Memahami Istitsna Secara Lengkap
Istitsna merupakan bagian dari pembahasan yang terdapat dalam ilmu nahwu, tepatnya pada pembahasan isim manshub karena sebagian dari isim manshub adalah mustasna atau kata yang berposisi sebagai mustatsna.
Pada kesempatan ini, penulis akan membahas persoalan yang berkaitan dengan istitsna, baik itu pengertian, adat dan beberapa ketentuan mustasna serta lengkap dengan contoh-contohnya.
Simak penjelasan berikut!
Pengertian Ististna
Ististna adalah mengeluarkan sesuatu sesudah illa (إلا) atau saudaranya dari hukum kalimat sebelumnya, adakalanya secara ijab (positif) dan adakalanya secara salab (negatif).
Contohnya seperti:
قام القوم إلا
زيدا
لا يقوم القوم إلا
زيدا
Adat Istitsna
Adat
istitsna ada 8, yaitu:
· 1 Kata berbentuk huruf, yaitu illa (إلا)
· 2 kata berbentuk isim, yaitu ghairu (غير) dan siwan (سوىً) beserta semua lughatnya,
yakni suwan (سُوًى) dan sawun (سواء)
· 2 berbentuk fiil, yaitu laisa (ليس) dan la yakunu (لا يكون)
· 3 kata, sebagian mengatakannya huruf
dan sebagian yang lain menyebutkannya fiil (khilaf), yaitu khala (خلا), ada (عدى) dan hasya (حاشا)
Mustatsna dengan Illa (إلا)
Mustatsna
dengan illa, ketentuannya sebagai berikut:
· Dinashabkan (manshub) bila kalam
berbentuk tam dan mujab, baik itu muttasil atau munqathi’
· Jika kalam berbentuk tam dan tidak mujab
maka mustatsna boleh menjadi badal dan nashab atas jalan istitsna.

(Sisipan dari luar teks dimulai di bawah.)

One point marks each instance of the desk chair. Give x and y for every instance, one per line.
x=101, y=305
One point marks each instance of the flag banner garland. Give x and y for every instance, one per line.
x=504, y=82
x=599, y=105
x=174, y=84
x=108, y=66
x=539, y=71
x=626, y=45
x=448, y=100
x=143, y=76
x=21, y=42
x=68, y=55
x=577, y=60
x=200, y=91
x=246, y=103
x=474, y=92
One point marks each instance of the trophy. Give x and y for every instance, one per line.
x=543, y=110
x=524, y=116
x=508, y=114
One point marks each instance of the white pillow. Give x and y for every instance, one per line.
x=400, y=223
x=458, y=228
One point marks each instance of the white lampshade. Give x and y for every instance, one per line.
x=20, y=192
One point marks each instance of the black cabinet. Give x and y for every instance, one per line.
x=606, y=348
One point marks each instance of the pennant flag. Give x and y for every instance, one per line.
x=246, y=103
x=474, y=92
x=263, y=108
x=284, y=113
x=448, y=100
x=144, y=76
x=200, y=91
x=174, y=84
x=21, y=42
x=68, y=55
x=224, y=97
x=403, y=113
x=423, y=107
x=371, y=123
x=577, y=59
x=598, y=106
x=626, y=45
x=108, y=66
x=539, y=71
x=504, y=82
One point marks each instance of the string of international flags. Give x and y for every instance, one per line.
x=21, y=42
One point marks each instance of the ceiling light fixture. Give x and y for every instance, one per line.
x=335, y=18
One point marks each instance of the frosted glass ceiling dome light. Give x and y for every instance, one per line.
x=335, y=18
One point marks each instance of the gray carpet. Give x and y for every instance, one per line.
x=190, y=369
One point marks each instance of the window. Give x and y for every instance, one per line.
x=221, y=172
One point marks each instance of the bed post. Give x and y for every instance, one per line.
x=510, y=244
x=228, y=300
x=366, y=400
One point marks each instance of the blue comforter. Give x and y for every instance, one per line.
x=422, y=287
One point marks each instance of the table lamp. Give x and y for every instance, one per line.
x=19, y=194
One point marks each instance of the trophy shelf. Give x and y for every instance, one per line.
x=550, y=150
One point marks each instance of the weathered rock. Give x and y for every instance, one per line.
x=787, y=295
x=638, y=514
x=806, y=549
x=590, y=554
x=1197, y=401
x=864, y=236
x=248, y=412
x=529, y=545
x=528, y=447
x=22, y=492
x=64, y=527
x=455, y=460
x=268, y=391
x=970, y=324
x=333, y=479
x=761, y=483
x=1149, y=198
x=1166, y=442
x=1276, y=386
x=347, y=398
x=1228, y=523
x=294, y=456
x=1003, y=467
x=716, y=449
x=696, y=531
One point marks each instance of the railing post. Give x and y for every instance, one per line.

Namun menurut pendapat kuat adalah
badal jika mustatsna berbentuk muttasil.
Jika berbentuk munqathi’ maka
menurut ulama hijaz adalah nashab. Begitu juga banu Tamim, namun mereka
membolehkan tabi’ (mengikuti mustatsna minh)
· Jika kalimat berbentuk naqis maka
ketentuan i’rab mustatsna sesuai dengan amil sebelum illa dengan syarat kalimatnya
tidak berbentuk mujab
Contoh:
قام القوم إلا
زيدا
قام القوم إلا حمارا
ما قام القوم إلا
زيدا / زيدٌ
ما فعلوه إلا
قليلٌ منهم
ولا يلتفت منكم أحدٌ
إلا امراتَك
وما محمدٌ إلا
رسولٌ
Penjelasan
- Tam adalah kalimat yang disebutkan mustatsna minh di dalamnya.
- Mujab adalah kalam yang tidak didahului oleh nafi dan tidak pula yang serupa dengannya (nahi, istifham dan kata yang menurut orang arab bagus untuk dinashabkan)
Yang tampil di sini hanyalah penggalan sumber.